Tohu-Bohu / Shin’ya Komatsu

Créées comme
une compilation de cadavres exquis par un collectionneur invétéré de
petits riens, les histoires qui composent Tohu-Bohu sont une formidable
invitation au voyage et à la rêverie. Elles entraînent le lecteur dans
un univers onirique balançant entre rêve et cauchemar. Beaucoup, comme
le reconnaît l’auteur, mettent en scène un petit garçon, qui renvoie
peut-être à l’enfant qu’il fut, celui qui ramassait bouts de ficelles
et cartes de téléphone (à l’époque lointaine où on les utilisait encore
dans les cabines !) Toutes nous forcent à perdre pied, à déposer
sur la table de chevet notre esprit rationnel, pour admettre les
propositions les plus étranges. Le décor tranquille d’une petite rue,
avec au premier plan un garçon lisant à côté d’un poisson dans son
bocal : tout s’arrête soudain sur cette image, tandis que le vieil
homme assis au fond de la case se lève de son banc et sort des clés
pour remonter la petite fille qui saute à la corde, le petit garçon qui
passe avec un cerceau, le garçon qui lit dans son fauteuil… et même le
poisson ! Deux amis regardent la rivière en crue après la tempête
de la nuit. L’un des deux tire son copain par la manche pour aller plus
loin, mais il reste étrangement immobile, tandis qu’un passant explique
sans sourciller : « ce n’est rien… son esprit a plongé dans
la rivière, voilà tout. Il retrouvera son état normal quand le niveau
de l’eau aura baissé. Il ne faut pas t’en faire. »
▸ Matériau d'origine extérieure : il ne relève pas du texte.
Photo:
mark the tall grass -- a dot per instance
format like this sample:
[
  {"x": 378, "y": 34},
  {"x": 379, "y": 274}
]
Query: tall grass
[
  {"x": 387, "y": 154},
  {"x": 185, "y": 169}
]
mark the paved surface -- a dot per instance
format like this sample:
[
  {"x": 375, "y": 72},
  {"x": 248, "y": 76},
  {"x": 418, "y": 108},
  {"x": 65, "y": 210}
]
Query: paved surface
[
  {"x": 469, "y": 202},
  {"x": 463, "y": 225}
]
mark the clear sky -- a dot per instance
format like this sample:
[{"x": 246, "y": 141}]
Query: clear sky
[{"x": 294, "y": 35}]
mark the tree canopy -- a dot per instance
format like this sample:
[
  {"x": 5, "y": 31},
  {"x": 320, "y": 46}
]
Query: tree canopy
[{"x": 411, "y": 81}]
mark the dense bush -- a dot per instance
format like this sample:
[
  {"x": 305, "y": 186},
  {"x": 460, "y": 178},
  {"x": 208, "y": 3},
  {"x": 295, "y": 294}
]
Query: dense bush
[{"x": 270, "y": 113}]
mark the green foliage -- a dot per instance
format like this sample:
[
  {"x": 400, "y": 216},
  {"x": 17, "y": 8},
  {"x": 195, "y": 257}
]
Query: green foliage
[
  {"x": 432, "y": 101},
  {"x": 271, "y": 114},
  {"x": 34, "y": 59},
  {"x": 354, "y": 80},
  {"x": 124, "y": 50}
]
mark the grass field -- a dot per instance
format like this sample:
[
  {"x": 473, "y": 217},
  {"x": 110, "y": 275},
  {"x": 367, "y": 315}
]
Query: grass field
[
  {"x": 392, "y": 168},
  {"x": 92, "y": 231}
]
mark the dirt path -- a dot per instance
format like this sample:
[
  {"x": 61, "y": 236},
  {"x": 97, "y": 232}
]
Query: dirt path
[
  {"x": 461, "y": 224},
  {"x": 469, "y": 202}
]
Certaines histoires sont bien sombres, sinueuses comme de mauvais rêves
envahis par les ronces et les créatures malveillantes. D’autres sont
lumineuses, abritées par les ruelles tortueuses de villages inondés de
soleil. Toutes sont légèrement décalées, juste assez pour faire le lien
entre réel et imaginaire. Telle cette maman qui déguste une gelée à la
calebasse au bord de la mer avec son enfant : « quand je
mange ça… j’ai l’impression de me souvenir du temps où j’étais une
méduse… » Il y a encore ce petit garçon qui longe à vélo des
routes bordées d’arbres, des plages, des trottoirs de villes et de
longs chemins qui mènent jusqu’aux étoiles… Certaines sont à la lisière
du fantastique, d’autres complètement imaginaires. Certaines sont
drôles, comme cette histoire d’un petit ramoneur qui recueille une
drôle de boule ronde et noire toute dure, à qui son collègue fait
croire qu’il s’agit d’un œuf de girouette dont il convient de prendre
bien soin pour faire éclore un bébé girouette… Ou cette planche qui
montre deux personnages sautant alternativement à pieds joints sur un
interrupteur…
Qu’elles amusent,
qu’elles inquiètent ou qu’elles émeuvent, toutes ces histoires réunies
composent un voyage poétique dans un univers mi-fantastique
mi-merveilleux. Esprits rationnels s’abstenir ! Il faut ici lâcher
prise et accepter de se laisser embarquer pour savourer à plein les
beautés de ce drôle de monde. Difficile pour une fois de cibler un
public, les niveaux de lecture pouvant être extrêmement variés. Les
lycéens bien entendu peuvent lire Tohu-Bohu, mais aussi pourquoi pas
les collégiens, voire des lecteurs plus jeunes ?
Références :
Tohu-Bohu. Shin’ya Komatsu. éditions imho, 2012. 14 €. 9782-9-15517-91-0.